French skincare products retailer L’Occitane and US luggage-maker Samsonite International completed relatively successful IPOs in Hong Kong, but neither competes among the world’s top luxury brands in the way that Prada does.
Prada, however, pressed ahead with an IPO that was aggressive by any measure. The company marketed 423.3m shares (14% primary/86% secondary) at an indicative price range of HK$36.50–$48.00 apiece, representing a 2011 P/E of 21–27 times.
Among Prada’s peers, British luxury goods group Burberry was trading at 21.5 times forecast 2011 earnings, while LVMH, the owner of Louis Vuitton and Fendi, changed hands at 17 times at the time the price range was set.
At the top of the indicative price range, Prada’s valuation was also higher than the average P/E of 26.2 times for Hong Kong-listed luxury goods companies, such as luxury watch retailer Hengdeli and L’Occitane.
Although many institutional investors reckoned Prada’s offering was expensive, the institutional book was covered on the first day of bookbuilding as investors viewed the Italian fashion house’s float as a rare chance to buy into a top luxury brand with robust growth.
Sales of luxury goods are expected to benefit from a rapidly growing middle class in emerging economies, especially China.
Deteriorating market conditions just before Prada set the final pricing finally pushed the issuer and its bankers to price the deal in the lower half of the price range at HK$39.50. The retail portion of the deal was also well undersubscribed. Still, the final price represented a premium of about 20% to the average forecast P/E multiple of London-listed Burberry and Paris-traded LVMH.
In contrast to the earlier experience of overseas-based Rusal, Prada’s shares held up well on the company’s June 24 trading debut, closing up 0.26% at HK$39.60. The greenshoe was later fully exercised to raise an additional HK$2.5bn.
Prada’s success, however, is not something that other foreign companies can easily replicate. “Unlike many foreign companies that are eyeing a Hong Kong listing, Prada has a real Asia angle. It has stores in China and Hong Kong and investors are familiar with the brand,” said a banker, who worked on Prada’s transaction.
Prada has four luxury brands – Prada, Miu Miu, Church’s and Car Shoe – and its sales in the PRC are growing rapidly.

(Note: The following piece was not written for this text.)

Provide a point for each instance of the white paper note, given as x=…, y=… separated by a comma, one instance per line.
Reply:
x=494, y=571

In a pre-deal report, Goldman estimates that sales in the PRC now account for 7% of the group total of €2.05bn (US$2.96bn) and sales in China (including Hong Kong and Macau) are 19%. Goldman believes about 30% of global retail sales are to Chinese customers.

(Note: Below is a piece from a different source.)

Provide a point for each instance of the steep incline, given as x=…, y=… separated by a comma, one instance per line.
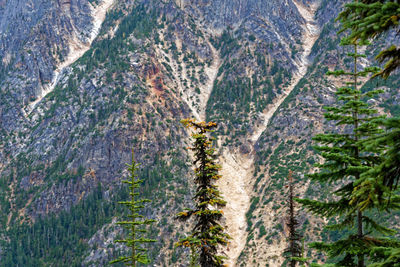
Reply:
x=237, y=168
x=76, y=49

Last week, Prada reported forecast-beating first-half results – thanks to the surge in demand in Asia and more store openings. The company’s net profit jumped 74% year on year to €179.5m from €103m. That compares with the company’s forecast of no less than €150.7m in its fiscal first half, according to its listing prospectus.
Prada’s success has spurred more overseas companies to consider Hong Kong listings. NYSE-listed Coach, the biggest US maker of luxury handbags, is also looking at a secondary listing in Hong Kong before the end of the year through the sale of depositary receipts.
According to Coach CEO Lew Frankfort, a dual listing in Hong Kong will raise awareness of the company’s brand among investors and consumers in the China market, as well as throughout Asia.
Other potential foreign listing candidates include Italian motorcycle maker Ducati and British sports-carmaker Aston Martin. The two companies are looking at listing options, with Hong Kong one of the venues under consideration.
Sports carmaker Ferrari has been circled by banks for a Hong Kong listing, but the issuer still has not made up its mind yet about the IPO.
Credit Agricole CLSA, Goldman Sachs, Intesa Sanpaolo and UniCredit were the leads on Prada’s IPO. The company’s shares rose to an all-time high of HK$50.90 on July 27, and closed at HK$38.75 on September 21.